Nicht nur die Abwicklung des Bewerbungsprozesses, sondern auch die laufende Überwachung und Bewertung von Arbeitnehmerinnen und Arbeitnehmern bis hin zur autonomen Beendigung von Arbeitsverhältnissen könnte zukünftig durch KI-Systeme erfolgen. Das wirft neben ethischen nicht zuletzt auch rechtliche Fragen auf.

Der Nutzen von KI für Arbeitgeber liegt zumindest auf den ersten Blick auf der Hand. Sie spart Zeit und Geld. Auch für Arbeitnehmer bringt der Einsatz von KI gewisse Vorteile mit – wenn etwa Personalentscheidungen anhand objektiver Kriterien durch ein neutrales KI-Tool getroffen werden anstatt aufgrund persönlicher Vorlieben des Vorgesetzten. Dennoch überwiegen derzeit die Bedenken. Neben der Angst vor laufender Überwachung besteht die Sorge, dass KI-Tools ohne menschliche Kontrolle falsche Entscheidungen treffen könnten.

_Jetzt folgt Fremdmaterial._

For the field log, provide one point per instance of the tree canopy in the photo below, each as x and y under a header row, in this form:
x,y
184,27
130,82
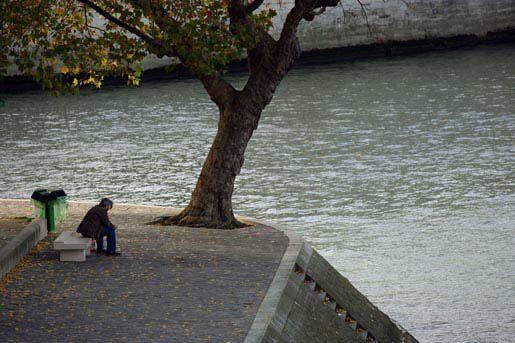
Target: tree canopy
x,y
86,40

Dass diese Sorge nicht gänzlich unbegründet ist, zeigt sich beispielsweise am Fall eines US-Konzerns, der einen selbstlernenden Algorithmus zur Unterstützung bei der Bewerberauswahl verwendete. Statt einer diskriminierungsfreien Vorauswahl schlug der Algorithmus dem Unternehmen vor allem Männer vor, die beispielsweise Jared hießen und Lacrosse spielten. Eigentlich sollte das KI-System Diskriminierungen vermeiden, gelungen ist das aufgrund unzureichender Trainingsdaten aber nicht.

Rechtliche Schranken

Tatsächlich ist für Arbeitgeber beim Einsatz von KI Vorsicht geboten. Denn was technisch möglich ist, ist rechtlich noch lange nicht erlaubt. Die Frage, welche rechtlichen Schranken für Arbeitgeber beim Einsatz von KI gelten, ist aktuell nicht immer eindeutig zu beantworten. Während einzelne EU-Staaten bereits KI-spezifische Arbeitsrechtsvorschriften haben, gibt es in Österreich noch keine entsprechenden Regelungen. Das Gesetz hinkt dem technischen Fortschritt klar hinterher. Aus Sicht von Arbeitnehmerinnen und Arbeitnehmern bestehen daher einige Schutzlücken.

Der Einsatz von KI im Arbeitsverhältnis bewegt sich dennoch nicht im rechtsfreien Raum. In Österreich ergeben sich insbesondere durch das Gleichbehandlungs- und Behinderteneinstellungsgesetz, das österreichische Datenschutzgesetz und die EU-Datenschutzgrundverordnung (DSGVO) sowie das Arbeitsverfassungsgesetz zahlreiche Schranken für den Einsatz von KI.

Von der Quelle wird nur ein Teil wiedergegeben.